By alignment I mean: if we have two 3-byte values, should we just manipulate them as two 32-byte words (i.e. 32-byte aligned) or should we put them together within a single 32-byte word (which is EVM's native word size).

It is important to distinguish between capabilities and system calls, because the tradeoffs are very different. System calls are never put in storage, they are simply put in memory, sent to the kernel, and then put on the stack. Capabilities are stored in storage once and then read many times from storage directly to the stack.
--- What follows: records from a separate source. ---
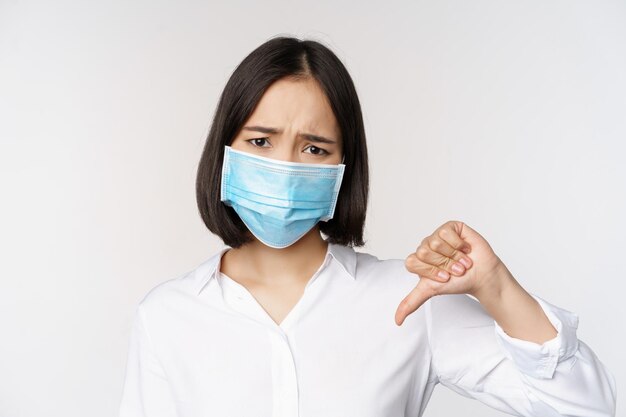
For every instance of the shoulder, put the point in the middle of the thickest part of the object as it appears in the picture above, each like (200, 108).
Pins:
(177, 290)
(384, 273)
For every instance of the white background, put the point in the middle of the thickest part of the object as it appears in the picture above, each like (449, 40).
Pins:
(509, 116)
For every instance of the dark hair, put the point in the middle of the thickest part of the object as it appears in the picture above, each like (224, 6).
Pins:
(277, 58)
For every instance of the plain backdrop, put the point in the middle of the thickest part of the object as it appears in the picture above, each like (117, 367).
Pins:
(507, 115)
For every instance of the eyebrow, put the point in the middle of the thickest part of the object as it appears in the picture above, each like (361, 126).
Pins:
(309, 136)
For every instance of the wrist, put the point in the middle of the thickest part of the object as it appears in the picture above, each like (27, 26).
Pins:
(495, 285)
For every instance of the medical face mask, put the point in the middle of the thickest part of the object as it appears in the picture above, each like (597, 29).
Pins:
(279, 201)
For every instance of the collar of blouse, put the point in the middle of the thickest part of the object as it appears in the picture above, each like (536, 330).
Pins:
(344, 255)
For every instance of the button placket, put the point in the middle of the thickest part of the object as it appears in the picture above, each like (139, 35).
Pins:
(284, 380)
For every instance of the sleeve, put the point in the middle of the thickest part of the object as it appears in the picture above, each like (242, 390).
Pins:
(473, 356)
(146, 392)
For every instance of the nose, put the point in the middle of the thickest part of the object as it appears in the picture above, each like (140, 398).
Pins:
(287, 154)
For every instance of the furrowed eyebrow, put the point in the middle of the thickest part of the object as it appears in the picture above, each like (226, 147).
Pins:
(271, 130)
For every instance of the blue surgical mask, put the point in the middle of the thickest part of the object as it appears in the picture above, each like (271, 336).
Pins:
(279, 201)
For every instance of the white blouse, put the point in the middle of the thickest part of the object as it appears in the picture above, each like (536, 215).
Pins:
(202, 346)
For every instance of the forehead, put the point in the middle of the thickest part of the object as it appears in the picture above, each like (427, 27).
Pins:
(298, 105)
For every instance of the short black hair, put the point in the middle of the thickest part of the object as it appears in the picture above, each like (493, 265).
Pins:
(291, 57)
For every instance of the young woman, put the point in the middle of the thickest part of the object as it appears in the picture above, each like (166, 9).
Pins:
(288, 320)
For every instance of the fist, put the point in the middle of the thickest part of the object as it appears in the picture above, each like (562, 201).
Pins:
(455, 259)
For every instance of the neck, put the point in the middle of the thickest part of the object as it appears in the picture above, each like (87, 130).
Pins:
(265, 265)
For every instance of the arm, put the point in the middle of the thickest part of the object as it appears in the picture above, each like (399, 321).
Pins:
(493, 341)
(146, 391)
(473, 356)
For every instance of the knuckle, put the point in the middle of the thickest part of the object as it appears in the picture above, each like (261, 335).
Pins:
(421, 252)
(409, 262)
(436, 244)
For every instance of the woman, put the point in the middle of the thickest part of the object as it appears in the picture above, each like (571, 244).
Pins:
(284, 322)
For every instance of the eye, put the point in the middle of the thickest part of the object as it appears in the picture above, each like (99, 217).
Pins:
(317, 151)
(254, 142)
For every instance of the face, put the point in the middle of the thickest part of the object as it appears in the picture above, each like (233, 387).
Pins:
(293, 122)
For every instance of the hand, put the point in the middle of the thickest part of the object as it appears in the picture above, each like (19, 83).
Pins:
(436, 260)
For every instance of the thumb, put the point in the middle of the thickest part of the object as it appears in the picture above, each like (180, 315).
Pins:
(414, 300)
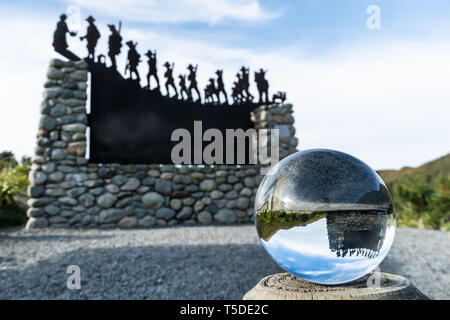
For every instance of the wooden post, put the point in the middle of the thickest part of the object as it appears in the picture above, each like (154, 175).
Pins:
(380, 286)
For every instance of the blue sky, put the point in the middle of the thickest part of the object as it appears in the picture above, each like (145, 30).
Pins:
(381, 95)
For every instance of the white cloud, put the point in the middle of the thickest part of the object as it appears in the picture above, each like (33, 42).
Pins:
(176, 11)
(386, 103)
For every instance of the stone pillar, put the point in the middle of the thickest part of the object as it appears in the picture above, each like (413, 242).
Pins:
(61, 144)
(276, 116)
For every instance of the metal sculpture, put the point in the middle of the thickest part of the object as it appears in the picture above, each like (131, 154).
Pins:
(213, 92)
(245, 84)
(221, 86)
(263, 85)
(114, 44)
(183, 88)
(279, 96)
(92, 36)
(59, 39)
(133, 60)
(170, 82)
(193, 82)
(152, 69)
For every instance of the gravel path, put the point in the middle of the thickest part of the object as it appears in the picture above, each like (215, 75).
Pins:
(179, 263)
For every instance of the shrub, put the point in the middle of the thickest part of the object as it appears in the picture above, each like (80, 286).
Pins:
(421, 203)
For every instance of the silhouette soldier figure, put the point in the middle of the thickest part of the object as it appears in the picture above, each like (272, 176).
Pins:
(237, 94)
(133, 60)
(114, 44)
(245, 83)
(92, 36)
(59, 39)
(183, 87)
(221, 86)
(170, 81)
(193, 82)
(210, 91)
(152, 71)
(262, 85)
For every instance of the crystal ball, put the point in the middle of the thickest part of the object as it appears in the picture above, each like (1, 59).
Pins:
(325, 216)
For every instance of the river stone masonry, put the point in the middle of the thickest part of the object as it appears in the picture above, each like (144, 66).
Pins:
(67, 191)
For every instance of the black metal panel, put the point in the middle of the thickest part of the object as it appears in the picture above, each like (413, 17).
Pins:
(129, 124)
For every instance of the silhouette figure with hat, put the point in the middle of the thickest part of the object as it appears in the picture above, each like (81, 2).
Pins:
(221, 86)
(263, 85)
(59, 39)
(114, 44)
(193, 82)
(183, 88)
(245, 83)
(210, 91)
(170, 81)
(92, 36)
(133, 60)
(152, 71)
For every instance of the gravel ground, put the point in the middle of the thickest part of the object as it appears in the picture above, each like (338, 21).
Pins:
(179, 263)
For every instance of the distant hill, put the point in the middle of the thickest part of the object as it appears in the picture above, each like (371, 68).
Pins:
(428, 170)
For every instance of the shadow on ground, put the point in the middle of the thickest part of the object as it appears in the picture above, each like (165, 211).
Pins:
(144, 272)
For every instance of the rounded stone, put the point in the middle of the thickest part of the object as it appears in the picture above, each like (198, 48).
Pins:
(68, 201)
(185, 213)
(198, 206)
(225, 216)
(216, 194)
(47, 123)
(37, 177)
(246, 192)
(87, 200)
(110, 215)
(128, 222)
(163, 186)
(112, 188)
(106, 200)
(35, 223)
(35, 191)
(249, 182)
(153, 200)
(131, 185)
(242, 203)
(204, 217)
(35, 212)
(165, 213)
(175, 204)
(147, 221)
(208, 185)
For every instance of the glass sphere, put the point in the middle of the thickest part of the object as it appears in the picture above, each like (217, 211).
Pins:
(325, 216)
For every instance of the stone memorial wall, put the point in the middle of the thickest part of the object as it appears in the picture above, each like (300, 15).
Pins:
(67, 191)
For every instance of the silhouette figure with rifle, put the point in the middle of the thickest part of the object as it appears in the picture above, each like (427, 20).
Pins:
(59, 39)
(193, 82)
(114, 44)
(152, 71)
(92, 36)
(170, 81)
(133, 60)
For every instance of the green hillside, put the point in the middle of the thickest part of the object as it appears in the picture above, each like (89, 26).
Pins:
(428, 170)
(421, 195)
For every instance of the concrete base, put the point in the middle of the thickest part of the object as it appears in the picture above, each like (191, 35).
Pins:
(382, 286)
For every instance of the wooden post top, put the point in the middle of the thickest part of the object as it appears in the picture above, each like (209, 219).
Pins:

With those differences in mind, if we look at some gas costs, stack manipulations might be given numbers between 3 and 5, with memory being the same but scaling upward as we use more of it. Writing a value to storage is in the many thousands, but that is amortised so we won't consider it. Reading from storage is about 200.

The cost of packing multiple values into one word is that you will have to perform a DUP-PUSH-DIV sequence to get your chosen value. If we consider that costs about 9, then we see that for anything in storage this is a no-brainer. 9 << 200. Therefore we can conclude that if we can reasonably pack multiple values of capabilities into a single storage key, then we should.

The tradeoff for system calls is a little different. If we look only at CALLDATALOADs, one CALLDATALOAD is cheaper than the PUSH-DIV sequence necessary to unpack a value. It is also a little easier for consumers of the kernel's API to simply work in 32-byte values. Therefore, for system calls we can comfortably throw 32-byte values around without being overly concerned about cost. One caveat of course is that we have to pay for the transaction transfer (i.e. the transaction payload). This costs 68 per non-zero byte and 4 per zero-byte. Two concatenated 3-byte values is 68*3*2=408 plus about 18 for stack manipulation, which gives 426. Two 32-byte values with no stack manipulation is 4,532.

After that back of the envelope calculation which I did right here in this textbox, it probably is worth packing system call data too.

Obviously all caveats regarding premature optimisation apply, but where we're making decisions it's something to keep in mind.

@JakeOShannessy: Great point, I agree for storage packing it's a no-brainier.

For SysCalls I think once we have a better idea what the costs/issues are in a working alpha, we can then optimize syscall costs as a low-hanging fruit. So for now let's do this:

  1. For Capability Storage we can do our own custom packing.
  2. For System Calls let's use standard ABI encoding. Such that we are compatible with abi#encode and abi#decode if possible.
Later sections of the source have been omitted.